The 72 member police contingent on Friday, moved from Democratic Republic of Congo, were the first of up to 6,000 troops authorized by the UN Security Council to bolster the hard pressed UN mission.
    
The UN said dangers remain so acute that large numbers of bodies had been seen outside at least one UN base, but could not be collected.
    
UN peacekeeping spokesman Kieran Dwyer said the Bangladeshi police "will play a key role maintaining order and security" in UN bases where 63,000 people have sought refuge since fighting erupted on December 15.
    
More troops and equipment were expected to arrive on Saturday. More than 1,000 people have been killed since army forces loyal to President Salva Kiir and former vice president Riek Machar started fighting each other. The 15-nation Security Council voted on Tuesday to allow the reinforcements.
    
East African leaders said earlier that Kiir had agreed to a ceasefire.
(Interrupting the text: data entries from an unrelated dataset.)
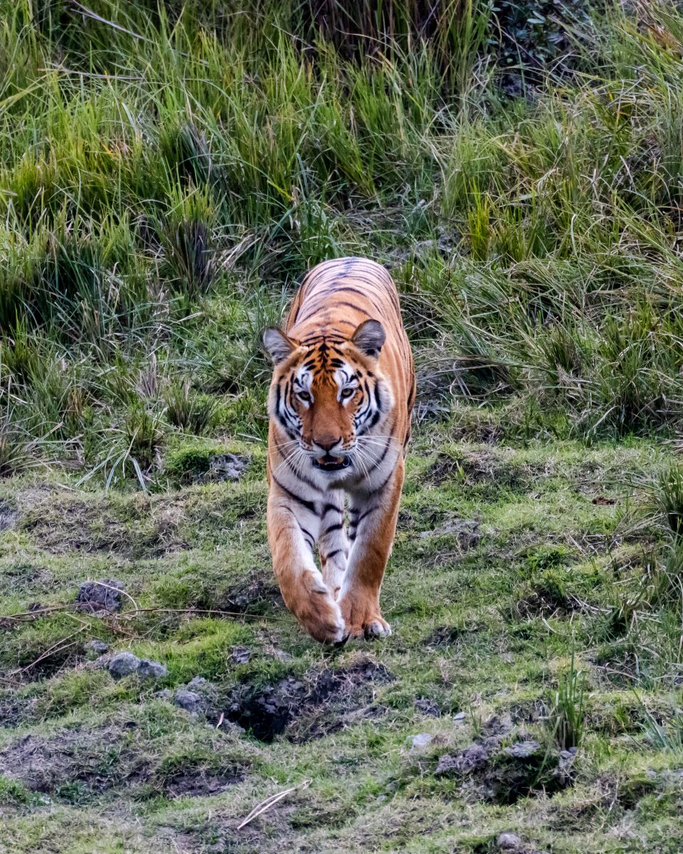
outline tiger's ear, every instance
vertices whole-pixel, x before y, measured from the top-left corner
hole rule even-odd
[[[277,326],[269,326],[264,330],[261,341],[264,348],[270,354],[275,365],[283,362],[296,348],[296,344],[292,339],[288,338],[284,332],[277,329]]]
[[[364,320],[351,336],[351,343],[354,344],[366,356],[379,355],[382,345],[387,340],[387,333],[379,320]]]

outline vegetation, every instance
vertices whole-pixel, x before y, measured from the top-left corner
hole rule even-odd
[[[0,13],[0,851],[677,852],[674,4]],[[330,652],[270,573],[258,332],[344,254],[419,395],[394,635]]]

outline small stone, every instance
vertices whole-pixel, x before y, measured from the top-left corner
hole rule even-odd
[[[90,658],[97,658],[109,652],[109,645],[103,640],[89,640],[85,644],[85,652]]]
[[[187,687],[190,691],[194,691],[195,693],[201,694],[203,697],[215,697],[216,695],[216,686],[203,676],[195,676],[194,679],[190,679],[187,683]]]
[[[441,714],[438,705],[427,697],[418,697],[415,700],[415,708],[423,715],[429,715],[429,717],[439,717]]]
[[[209,458],[209,470],[204,476],[207,481],[236,481],[242,477],[249,465],[248,457],[236,453],[214,453]]]
[[[430,735],[429,733],[418,733],[417,735],[412,736],[412,749],[415,751],[423,750],[425,747],[428,747],[433,740],[434,736]]]
[[[538,741],[528,739],[526,741],[516,741],[515,744],[505,747],[505,752],[516,759],[528,759],[530,756],[538,753],[540,747]]]
[[[166,664],[149,658],[141,658],[137,665],[137,675],[143,679],[162,679],[167,673]]]
[[[181,709],[189,711],[190,715],[198,714],[205,706],[204,698],[196,691],[188,691],[187,688],[178,688],[173,693],[173,702]]]
[[[120,611],[123,598],[120,591],[123,582],[115,578],[102,578],[98,582],[84,582],[76,594],[79,611],[96,613],[98,611]]]
[[[456,756],[446,753],[439,759],[436,774],[447,774],[455,771],[458,774],[467,774],[470,771],[482,768],[488,762],[488,753],[482,745],[472,744]]]
[[[251,650],[248,646],[233,646],[230,658],[235,664],[246,664],[251,658]]]
[[[109,659],[109,673],[115,679],[120,679],[135,673],[139,664],[140,659],[132,652],[117,652]]]
[[[498,847],[504,851],[519,851],[522,846],[522,839],[517,834],[500,834],[496,843]]]

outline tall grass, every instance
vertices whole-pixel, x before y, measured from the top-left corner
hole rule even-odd
[[[683,18],[575,3],[571,62],[539,43],[516,98],[508,6],[3,0],[0,404],[30,447],[91,471],[141,396],[143,479],[169,418],[260,435],[258,327],[347,254],[391,266],[430,411],[675,430]]]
But Machar would not immediately commit to halting hostilities and the UN warned that both sides remain on a conflict footing.
    
The UN Mission in South Sudan (UNMISS) "says that the security situation in Upper Nile and Unity states is tense, with reports of the presence of anti-government and government forces," said a UN statement.
    
Diplomats said the rival sides were massing their forces around Malakal and Bentiu, the main cities in the two key oil producing states.
    
UNMISS says that at least 63,000 civilians are now sheltering in UN bases around the country, including 25,000 in two Juba compounds; 15,000 in Bor, 12,000 in Bentiu and 8,000 in Malakal.
    
Bentiu is "tense" and "there are reports that fighting may resume in the coming days," said the UN's Office for the Coordination for Humanitarian Affairs (OCHA) in a daily briefing report.
    
"Government forces are believed to have consolidated their positions in and around Bor," added the UN statement.

"Anti-government forces remain in the vicinity and the situation remains tense."
    
Bor is the capital of Jonglei state, a longstanding focus of the ethnic divisions highlighted by the new conflict. Machar is an ethnic Nuer, while South Sudan's president is from the rival Dinka tribe.